Thanks again for your response, Greg 🙂
Am in the same position as Alberta Guy. Thanks for asking the question, AG. Bought in middle of 2008. Did not like the answer but have expected it. Thanks Greg for the honest outlook. Question is now how to sell them?…:))
I am also in the same position as Alberta Guy and KK Chan. Currently the property is doing well as I have a line of credit here in Canada and paid a substantial amount down as cash as I could find no other good investments at the time. The values in the area South of Phoenix have remained quite steady so the value does not appear to have decreased but the CAD has certainly lost a lot of ground to the USD. The dilemma I am facing right now is what to do.
1) Refinance in the US to pull a big part of the value back into CAD which could pay back most of the Canadian investment essentially making the original purchase almost free.
2) Sell the property and get it all back and take my small profit and figure what on earth to do with the cash.
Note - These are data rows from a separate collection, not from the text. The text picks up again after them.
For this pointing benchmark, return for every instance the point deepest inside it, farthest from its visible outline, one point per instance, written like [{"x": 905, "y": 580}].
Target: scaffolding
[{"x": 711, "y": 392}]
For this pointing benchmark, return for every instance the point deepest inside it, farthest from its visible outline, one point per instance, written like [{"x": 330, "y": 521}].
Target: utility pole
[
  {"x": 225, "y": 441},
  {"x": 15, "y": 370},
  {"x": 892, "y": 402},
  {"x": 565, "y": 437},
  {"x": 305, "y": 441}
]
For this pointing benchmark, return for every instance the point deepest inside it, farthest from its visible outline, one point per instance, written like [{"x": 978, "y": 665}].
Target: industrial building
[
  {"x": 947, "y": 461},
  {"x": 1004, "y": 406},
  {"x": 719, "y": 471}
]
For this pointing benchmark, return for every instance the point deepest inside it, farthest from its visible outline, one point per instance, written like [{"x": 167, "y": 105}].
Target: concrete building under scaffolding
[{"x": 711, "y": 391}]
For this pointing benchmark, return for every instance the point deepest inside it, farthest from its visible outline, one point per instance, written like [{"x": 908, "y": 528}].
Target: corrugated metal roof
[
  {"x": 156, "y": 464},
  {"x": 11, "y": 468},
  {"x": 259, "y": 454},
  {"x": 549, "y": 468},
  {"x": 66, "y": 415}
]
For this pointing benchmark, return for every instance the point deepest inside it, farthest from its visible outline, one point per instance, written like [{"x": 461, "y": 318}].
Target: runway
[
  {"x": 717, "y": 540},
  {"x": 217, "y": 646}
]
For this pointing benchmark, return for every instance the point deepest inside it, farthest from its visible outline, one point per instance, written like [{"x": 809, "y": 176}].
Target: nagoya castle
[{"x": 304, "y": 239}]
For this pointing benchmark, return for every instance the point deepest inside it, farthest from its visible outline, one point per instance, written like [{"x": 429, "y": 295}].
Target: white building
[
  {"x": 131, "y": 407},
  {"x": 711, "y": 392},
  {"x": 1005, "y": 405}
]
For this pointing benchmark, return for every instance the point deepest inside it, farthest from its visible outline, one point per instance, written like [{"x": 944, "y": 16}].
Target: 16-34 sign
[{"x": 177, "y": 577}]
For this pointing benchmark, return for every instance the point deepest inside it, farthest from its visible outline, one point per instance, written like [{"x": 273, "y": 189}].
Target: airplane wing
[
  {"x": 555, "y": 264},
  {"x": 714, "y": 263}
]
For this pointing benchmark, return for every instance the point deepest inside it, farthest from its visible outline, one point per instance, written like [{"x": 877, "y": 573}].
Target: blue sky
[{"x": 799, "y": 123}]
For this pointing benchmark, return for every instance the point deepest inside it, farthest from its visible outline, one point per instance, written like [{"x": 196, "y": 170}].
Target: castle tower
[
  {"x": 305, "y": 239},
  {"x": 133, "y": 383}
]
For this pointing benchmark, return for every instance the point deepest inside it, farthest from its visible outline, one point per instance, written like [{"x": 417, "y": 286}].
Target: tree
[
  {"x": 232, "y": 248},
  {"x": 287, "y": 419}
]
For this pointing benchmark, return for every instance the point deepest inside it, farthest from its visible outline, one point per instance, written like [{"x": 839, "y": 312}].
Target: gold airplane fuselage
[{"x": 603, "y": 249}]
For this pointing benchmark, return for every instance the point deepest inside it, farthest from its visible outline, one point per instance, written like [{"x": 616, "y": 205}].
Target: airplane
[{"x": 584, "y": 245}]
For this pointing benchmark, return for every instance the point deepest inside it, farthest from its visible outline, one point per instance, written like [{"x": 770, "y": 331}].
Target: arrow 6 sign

3) Leave it as is and enjoy the low percentage line of credit in CAD.
The bigger question is what will the CAD do if the USD starts dropping?
Will the CAD actually potentially sit well above the USD?
Would our economy not fail in a situation like this and would the BoC not just try to follow the US down along with many other currencies dependent on the USD?
Can the purchase of a property for about $55/sqft in the Phoenix area drop much more as it hasn’t really in the past 6 months?
The “professionals” seem to think prices or real estate in Alberta and BC are going to drop like stones over the next year as Canada heads into a recession so is that a fair assumption or would you recommend buying in Alberta? I know many people who have purchased in Alberta at the same time I purchased in the US and they have seen some significant declines so I am curious what you think as I know you have some really good insight and the more information I have to make my decisions will help in the coming weeks. Thanks!